A mother whose Facebook pictures of her tiny miscarried baby went viral says she hopes that her simple action helps change hearts and minds about abortion.
Sharran Sutherland of Fair Grove, Mo., posted a series of pictures on her Facebook page last April showing the four-inch-long baby, who was 14 weeks along when his heart stopped beating. Sutherland miscarried at 15 weeks gestation.
The post received 23,000 shares, 11,000 likes and more than 7,000 comments. British newspapers carried stories about the pictures last fall.
She named the boy “Miran.”
“I just couldn’t believe how perfect everything was on him,” Sutherland, a mother of 11, told the Mirror newspaper “His ears, his tongue, his gums, his lips. I couldn’t believe it.
“You have those baby books that show you diagrams of a baby in utero but he didn’t look like anything I had ever seen,” she added. “I was just filled with such awe and amazement with him. He just needed to continue maturing and growing and developing. It blew me away. It was an incredible feeling. It’s really hard to describe.”
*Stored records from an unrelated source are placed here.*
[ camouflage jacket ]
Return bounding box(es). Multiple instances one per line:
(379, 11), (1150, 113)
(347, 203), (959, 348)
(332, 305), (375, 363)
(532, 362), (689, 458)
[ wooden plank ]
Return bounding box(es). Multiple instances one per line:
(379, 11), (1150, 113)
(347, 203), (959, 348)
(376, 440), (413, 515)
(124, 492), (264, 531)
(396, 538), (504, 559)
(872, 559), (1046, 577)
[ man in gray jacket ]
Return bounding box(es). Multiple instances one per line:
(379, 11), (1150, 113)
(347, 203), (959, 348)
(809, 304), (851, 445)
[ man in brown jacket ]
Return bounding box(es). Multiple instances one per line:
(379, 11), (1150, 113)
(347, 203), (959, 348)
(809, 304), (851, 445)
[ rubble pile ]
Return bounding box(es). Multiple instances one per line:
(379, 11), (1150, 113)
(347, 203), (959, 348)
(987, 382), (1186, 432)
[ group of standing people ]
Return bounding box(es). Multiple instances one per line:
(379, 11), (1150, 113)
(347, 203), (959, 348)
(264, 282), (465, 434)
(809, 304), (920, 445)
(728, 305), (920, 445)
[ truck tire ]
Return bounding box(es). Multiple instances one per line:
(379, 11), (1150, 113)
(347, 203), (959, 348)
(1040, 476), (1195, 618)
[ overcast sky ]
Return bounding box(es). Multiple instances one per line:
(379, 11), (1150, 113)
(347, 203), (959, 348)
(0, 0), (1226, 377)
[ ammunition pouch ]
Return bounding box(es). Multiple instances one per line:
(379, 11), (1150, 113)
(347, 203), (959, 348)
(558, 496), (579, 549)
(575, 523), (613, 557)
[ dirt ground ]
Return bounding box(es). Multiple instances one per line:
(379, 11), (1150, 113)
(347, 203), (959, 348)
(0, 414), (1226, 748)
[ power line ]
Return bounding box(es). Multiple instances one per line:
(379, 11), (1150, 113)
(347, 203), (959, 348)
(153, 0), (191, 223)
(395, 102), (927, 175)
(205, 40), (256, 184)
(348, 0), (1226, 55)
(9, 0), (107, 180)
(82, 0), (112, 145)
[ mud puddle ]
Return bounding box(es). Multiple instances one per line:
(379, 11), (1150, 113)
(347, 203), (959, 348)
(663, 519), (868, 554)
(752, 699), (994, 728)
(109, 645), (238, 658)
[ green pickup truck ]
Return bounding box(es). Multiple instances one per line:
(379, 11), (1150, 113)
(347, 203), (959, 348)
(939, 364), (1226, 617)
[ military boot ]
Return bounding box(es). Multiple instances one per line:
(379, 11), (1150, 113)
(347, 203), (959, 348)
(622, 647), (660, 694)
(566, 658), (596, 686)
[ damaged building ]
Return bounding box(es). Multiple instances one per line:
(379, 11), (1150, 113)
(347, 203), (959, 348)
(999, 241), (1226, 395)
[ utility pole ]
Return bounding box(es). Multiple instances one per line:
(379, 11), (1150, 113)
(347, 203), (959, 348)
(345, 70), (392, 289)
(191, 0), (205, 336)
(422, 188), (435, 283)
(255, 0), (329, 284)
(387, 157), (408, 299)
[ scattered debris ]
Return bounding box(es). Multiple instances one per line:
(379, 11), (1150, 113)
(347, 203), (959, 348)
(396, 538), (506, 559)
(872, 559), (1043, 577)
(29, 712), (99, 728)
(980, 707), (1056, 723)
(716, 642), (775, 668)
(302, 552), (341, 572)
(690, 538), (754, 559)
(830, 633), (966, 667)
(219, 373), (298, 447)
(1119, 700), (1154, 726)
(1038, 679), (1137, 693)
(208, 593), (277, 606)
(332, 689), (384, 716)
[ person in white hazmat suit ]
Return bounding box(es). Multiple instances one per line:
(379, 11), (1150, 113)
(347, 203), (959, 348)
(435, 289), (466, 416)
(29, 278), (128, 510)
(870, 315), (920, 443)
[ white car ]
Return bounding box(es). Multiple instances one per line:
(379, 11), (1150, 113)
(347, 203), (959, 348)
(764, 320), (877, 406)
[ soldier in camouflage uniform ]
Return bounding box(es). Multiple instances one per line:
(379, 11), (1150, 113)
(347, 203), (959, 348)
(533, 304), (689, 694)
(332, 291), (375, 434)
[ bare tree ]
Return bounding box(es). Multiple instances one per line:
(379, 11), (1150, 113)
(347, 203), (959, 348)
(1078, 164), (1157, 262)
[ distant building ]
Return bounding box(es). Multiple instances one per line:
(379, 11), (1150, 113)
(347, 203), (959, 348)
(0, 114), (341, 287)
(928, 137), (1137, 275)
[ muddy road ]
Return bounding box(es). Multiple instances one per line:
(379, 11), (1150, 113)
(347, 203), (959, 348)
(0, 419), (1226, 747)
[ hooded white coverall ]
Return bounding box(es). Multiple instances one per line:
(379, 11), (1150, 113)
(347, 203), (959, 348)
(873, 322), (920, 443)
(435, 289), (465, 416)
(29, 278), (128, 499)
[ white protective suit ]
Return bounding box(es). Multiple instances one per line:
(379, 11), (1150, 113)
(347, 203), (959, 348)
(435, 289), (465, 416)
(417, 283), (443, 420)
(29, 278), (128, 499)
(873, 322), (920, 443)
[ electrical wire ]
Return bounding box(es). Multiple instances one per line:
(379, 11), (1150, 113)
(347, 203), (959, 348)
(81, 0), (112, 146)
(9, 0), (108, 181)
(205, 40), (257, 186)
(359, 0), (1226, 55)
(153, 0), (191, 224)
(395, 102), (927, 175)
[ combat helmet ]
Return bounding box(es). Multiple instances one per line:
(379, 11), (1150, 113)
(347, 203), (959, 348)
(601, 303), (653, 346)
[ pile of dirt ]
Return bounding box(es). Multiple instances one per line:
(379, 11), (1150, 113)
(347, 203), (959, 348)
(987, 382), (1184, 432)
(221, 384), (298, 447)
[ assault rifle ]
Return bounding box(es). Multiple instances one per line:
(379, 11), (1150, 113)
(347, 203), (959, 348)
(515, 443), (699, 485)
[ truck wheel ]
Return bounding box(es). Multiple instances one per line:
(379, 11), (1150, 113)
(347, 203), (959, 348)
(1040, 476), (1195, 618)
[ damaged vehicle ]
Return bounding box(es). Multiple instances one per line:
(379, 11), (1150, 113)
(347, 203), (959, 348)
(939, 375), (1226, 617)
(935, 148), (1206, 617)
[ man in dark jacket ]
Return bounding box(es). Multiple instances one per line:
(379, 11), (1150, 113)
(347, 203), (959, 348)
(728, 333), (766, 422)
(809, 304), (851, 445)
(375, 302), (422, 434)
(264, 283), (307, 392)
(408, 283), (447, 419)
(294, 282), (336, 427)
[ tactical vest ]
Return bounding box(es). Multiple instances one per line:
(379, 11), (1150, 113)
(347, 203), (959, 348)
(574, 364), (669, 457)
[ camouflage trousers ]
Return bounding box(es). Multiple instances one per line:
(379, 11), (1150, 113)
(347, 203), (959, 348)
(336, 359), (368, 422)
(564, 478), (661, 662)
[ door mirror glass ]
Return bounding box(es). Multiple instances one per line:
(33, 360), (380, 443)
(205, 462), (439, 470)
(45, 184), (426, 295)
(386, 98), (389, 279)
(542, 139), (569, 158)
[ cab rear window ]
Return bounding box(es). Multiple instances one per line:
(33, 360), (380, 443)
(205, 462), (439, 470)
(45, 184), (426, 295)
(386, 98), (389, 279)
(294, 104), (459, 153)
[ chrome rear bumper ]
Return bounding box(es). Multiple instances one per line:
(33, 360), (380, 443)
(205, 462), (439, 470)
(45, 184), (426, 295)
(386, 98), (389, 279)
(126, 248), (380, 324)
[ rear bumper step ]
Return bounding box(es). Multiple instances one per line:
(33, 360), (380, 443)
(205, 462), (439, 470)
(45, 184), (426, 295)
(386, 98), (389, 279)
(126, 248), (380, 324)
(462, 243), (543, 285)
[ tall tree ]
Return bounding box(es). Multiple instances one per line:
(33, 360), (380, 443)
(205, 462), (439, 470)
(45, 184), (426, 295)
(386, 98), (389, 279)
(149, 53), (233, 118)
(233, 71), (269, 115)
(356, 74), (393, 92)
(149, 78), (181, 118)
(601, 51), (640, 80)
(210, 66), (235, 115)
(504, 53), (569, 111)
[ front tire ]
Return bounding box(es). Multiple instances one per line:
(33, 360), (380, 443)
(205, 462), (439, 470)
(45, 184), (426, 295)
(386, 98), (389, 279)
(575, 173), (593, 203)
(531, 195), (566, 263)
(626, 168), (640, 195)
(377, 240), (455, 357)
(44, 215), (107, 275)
The pictures show little Miran laying on a cloth and near a card that reads “It’s a Boy!” The card says he weighed 26 grams and was born April 23, 2018. That is the day Sutherland miscarried. Despite being only 14 weeks along in development, Miran had hands, arms, feet, legs and a face.
On her Facebook page, Sutherland said she was “sharing my pictures of my beautiful little boy with everyone” because “people are killing their babies everyday as small” as Miran, “believing that it isn’t a baby” and is just a “blob of tissue.”
“That just isn’t the case,” she added.
Babies at 18 days, she said, can have a beating heart.
“I am hoping that by sharing these pictures of my precious little boy that it might just make one person who is contemplating abortion decide to let their child live,” she wrote.
British newspapers spread her story even further — and women began contacting her.
“I suddenly started to get private messages and one just made me so incredibly happy,” she wrote on her Facebook paper following publication of one of the articles. “A lady reached out to tell me she is 14 weeks along, has other children but she and husband weren’t prepared for another. After reading the article she told me she cancelled her appointment that was scheduled for tomorrow.”
Another woman wrote on Sutherland’s Facebook page, “This post saved mine too, and talking with you made me feel so much better about having my little girl too. You have an amazing family.”
Miran’s life, Sutherland wrote, had a purpose “even if it was short lived.”
“I know I will one day get to meet him again and I know he is with our Lord and Savior Jesus,” Sutherland wrote.